Technical deep dive: What is the Altinity ClickHouse Operator for Kubernetes
Learn about the Altinity ClickHouse Operator for Kubernetes, what it does, and when to use it.
In this post, we’ll do a deep dive into the Altinity ClickHouse Operator, what it does, the ideal scenarios for its use, and illustrate its operation with detailed examples.
What is the Altinity ClickHouse Operator?
An operator in the Kubernetes ecosystem refers to a software extension incorporating domain-specific knowledge into the Kubernetes API. This facilitates the automation of complex tasks, enabling Kubernetes to handle them natively.
The Altinity ClickHouse Operator ("ClickHouse Operator"), in particular, is a Kubernetes operator specifically designed to manage ClickHouse, an open-source column-oriented database management system. ClickHouse stands out for its ability to generate real-time analytical data reports. Running ClickHouse on Kubernetes using the ClickHouse Operator brings enhanced scalability, resilience, and orchestration capabilities, making it a preferred choice for managing large-scale analytical workloads.
Why run ClickHouse with Kubernetes?
Combining the power of ClickHouse with the robustness of Kubernetes yields several significant advantages.
Scalability: Kubernetes' inherent ability to scale resources as per workload needs aligns perfectly with ClickHouse's horizontal scalability. This combination ensures that your ClickHouse deployment is always equipped to handle varying data loads.
High Availability: Kubernetes ensures high availability of applications running on it. This means your ClickHouse databases are always up and running, minimizing downtime.
Efficient Resource Management: Kubernetes allows efficient use of hardware resources, ensuring that your ClickHouse deployment utilizes the available resources optimally.

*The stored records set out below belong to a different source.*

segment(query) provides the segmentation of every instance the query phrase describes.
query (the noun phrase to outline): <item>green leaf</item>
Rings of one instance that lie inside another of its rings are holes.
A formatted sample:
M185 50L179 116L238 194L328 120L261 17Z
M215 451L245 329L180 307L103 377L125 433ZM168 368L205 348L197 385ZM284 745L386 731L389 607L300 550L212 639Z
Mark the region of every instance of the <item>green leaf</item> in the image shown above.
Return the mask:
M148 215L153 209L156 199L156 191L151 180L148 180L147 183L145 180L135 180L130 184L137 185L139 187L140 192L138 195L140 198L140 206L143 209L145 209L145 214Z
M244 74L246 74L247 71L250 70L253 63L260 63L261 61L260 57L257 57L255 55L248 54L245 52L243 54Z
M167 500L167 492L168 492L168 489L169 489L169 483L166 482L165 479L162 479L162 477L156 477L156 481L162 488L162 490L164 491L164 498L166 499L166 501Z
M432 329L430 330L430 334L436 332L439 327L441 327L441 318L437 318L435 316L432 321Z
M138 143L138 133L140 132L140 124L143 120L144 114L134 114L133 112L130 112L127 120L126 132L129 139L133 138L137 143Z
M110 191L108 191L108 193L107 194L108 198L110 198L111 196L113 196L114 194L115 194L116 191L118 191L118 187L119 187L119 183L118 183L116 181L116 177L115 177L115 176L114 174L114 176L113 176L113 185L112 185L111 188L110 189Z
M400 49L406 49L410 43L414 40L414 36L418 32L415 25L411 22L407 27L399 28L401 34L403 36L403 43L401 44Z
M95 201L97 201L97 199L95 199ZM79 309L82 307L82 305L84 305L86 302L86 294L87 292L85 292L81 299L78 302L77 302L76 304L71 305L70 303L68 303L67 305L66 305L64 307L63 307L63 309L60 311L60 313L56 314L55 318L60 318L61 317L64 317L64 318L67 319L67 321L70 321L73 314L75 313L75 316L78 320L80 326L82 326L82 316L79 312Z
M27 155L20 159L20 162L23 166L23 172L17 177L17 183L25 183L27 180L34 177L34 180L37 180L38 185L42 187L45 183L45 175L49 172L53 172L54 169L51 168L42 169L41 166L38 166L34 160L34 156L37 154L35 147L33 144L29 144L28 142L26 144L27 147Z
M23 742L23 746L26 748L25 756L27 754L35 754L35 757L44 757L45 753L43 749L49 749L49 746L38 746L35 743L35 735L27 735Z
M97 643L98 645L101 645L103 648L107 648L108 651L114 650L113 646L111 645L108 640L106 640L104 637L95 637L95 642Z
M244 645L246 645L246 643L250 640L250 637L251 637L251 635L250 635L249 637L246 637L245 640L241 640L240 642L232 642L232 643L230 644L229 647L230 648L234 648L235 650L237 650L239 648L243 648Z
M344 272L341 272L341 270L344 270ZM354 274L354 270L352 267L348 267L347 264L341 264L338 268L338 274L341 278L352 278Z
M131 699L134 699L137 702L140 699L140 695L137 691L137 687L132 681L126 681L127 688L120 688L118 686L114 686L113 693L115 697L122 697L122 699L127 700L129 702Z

Orchestration: Kubernetes takes care of the orchestration of your ClickHouse deployment, automating tasks such as rollouts, rollbacks, and service discovery.
Features of the ClickHouse Operator
The ClickHouse Operator is equipped with features to simplify the management of ClickHouse in a Kubernetes environment. These include:
Automated cluster provisioning: The ClickHouse Operator can automatically provision new ClickHouse clusters with a single command. This means you can set up complex distributed databases with minimal manual intervention.
Scaling: With the ClickHouse Operator, you can easily scale your ClickHouse clusters up or down. This is crucial for maintaining performance during peak load times and conserving resources during low-traffic periods.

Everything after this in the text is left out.